- French film poster
- Directed by: Jean-Jacques Beineix
- Written by: Jean-Jacques Beineix Olivier Mergault David Goodis (novel)
- Produced by: Lise Fayolle Hubert Niogret Emmanuel Schlumberger
- Starring: Gérard Depardieu Nastassja Kinski
- Cinematography: Philippe Rousselot
- Edited by: Yves Deschamps Monique Prim
- Music by: Gabriel Yared
- Distributed by: Gaumont Distribution
- Release date: 18 May 1983;
- Running time: 137 minutes
- Country: France
- Language: French
- Box office: $4.7 million

= The Moon in the Gutter =

The Moon in the Gutter (La Lune dans le caniveau) is a 1983 French drama film directed by Jean-Jacques Beineix. It was entered into the 1983 Cannes Film Festival.

Although it immediately followed Beineix's big, commercial success Diva and featured two very big stars, Gérard Depardieu and Nastassja Kinski, The Moon in the Gutter was not well received by critics or audiences and failed at the box office with only 625,000 admissions in France. Its vivid visual style was noted by critics. It preceded a much better-appreciated cult success from the same director, known in the U.S. and UK as Betty Blue.

The film was based on a 1953 pulp-noir novel of the same name, written by David Goodis, but it was transferred in the film script from the docksides of Philadelphia to Marseille.

La Lune dans le caniveau, according to AllMovie, "received uneven reviews on its initial release". It won a French Cesar Award for its production design.

==Plot==
Two women: Loretta (Nastassja Kinski), a wealthy amateur photographer who prowls the docks in her '60s Ferrari 250 GT California Spyder looking for handsome men, and Bella (Victoria Abril), a poor but beautiful woman who is probably a prostitute, share affections for a dock worker named Gerard (played by Gérard Depardieu). He is obsessed by the memory of his sister, who was raped and then committed suicide in a back alley, which he visits every night. No one knows who committed the rape, and he has sworn to avenge the crime, if he can only figure out who the perpetrator was.

==Cast==
- Gérard Depardieu : Gérard Delmas
- Nastassja Kinski : Loretta Channing
- Victoria Abril : Bella
- Bertice Reading : Lola
- Gabriel Monnet : Tom
- Dominique Pinon : Frank
- Milena Vukotic : Frieda
- Vittorio Mezzogiorno : Newton Channing
- Bernard Farcy : Jésus
- Anne-Marie Coffinet : Dora
- Katya Berger - Catherine
- Jacques Herlin
- Guido Alberti

==Release==
The film was screened at the 1983 Cannes Film Festival and the 1983 Toronto International Film Festival.

==Reception==

Although the movie was a failure when first released, it had a number of cult admirers. In the mid-1980s it was often screened as a fashionable late night art movie for esoteric clubs such as the Edinburgh Academy Cinema Society.

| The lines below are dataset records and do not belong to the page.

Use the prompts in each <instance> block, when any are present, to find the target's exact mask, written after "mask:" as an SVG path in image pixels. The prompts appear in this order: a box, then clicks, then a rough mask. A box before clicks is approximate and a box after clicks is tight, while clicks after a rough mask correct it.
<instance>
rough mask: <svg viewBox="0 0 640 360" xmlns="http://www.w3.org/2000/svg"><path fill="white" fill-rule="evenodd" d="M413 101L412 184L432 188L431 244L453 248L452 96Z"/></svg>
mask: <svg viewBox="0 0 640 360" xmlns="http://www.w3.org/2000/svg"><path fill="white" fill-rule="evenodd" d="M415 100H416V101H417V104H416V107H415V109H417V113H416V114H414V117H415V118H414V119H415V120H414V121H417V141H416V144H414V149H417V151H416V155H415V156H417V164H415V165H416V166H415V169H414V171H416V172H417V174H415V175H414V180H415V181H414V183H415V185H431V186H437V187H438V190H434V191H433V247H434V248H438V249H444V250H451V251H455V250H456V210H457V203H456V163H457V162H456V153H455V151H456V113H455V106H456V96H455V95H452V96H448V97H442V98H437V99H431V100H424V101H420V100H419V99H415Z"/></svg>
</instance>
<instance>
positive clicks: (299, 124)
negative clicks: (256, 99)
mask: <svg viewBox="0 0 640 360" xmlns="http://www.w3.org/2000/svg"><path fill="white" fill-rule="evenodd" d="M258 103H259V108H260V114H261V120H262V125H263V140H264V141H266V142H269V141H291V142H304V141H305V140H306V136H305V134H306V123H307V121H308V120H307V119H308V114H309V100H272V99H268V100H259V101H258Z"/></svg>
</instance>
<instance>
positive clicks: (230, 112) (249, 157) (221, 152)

In the American DVD release director Jean-Jacques Beineix reveals that after the expanded 3 hour DVD version director's cut of Betty Blue was released he approached Gaumont, the studio that produced the film, about doing the same with The Moon in the Gutter. A studio executive later notified him sadly that such an extended release recut was not possible in this case. It was revealed that Gaumont had felt the film was so poorly received initially that all of the extra footage and doubles were destroyed to make space in the film vaults.

The excuse was that accountants had reasoned that the film was a financial liability with little future value that had severely damaged Gaumont's reputation. Such an action is said to be extremely rare in the film industry since the cost of storing film footage is rather minimal after production has ended. Beineix added that the film had originally been cut into a 4 hour version and a 3 hour version as well and that both lost versions expanded on the main characters and more fully exposed and explained the story's main premise.The loss reportedly haunted Beineix to his death.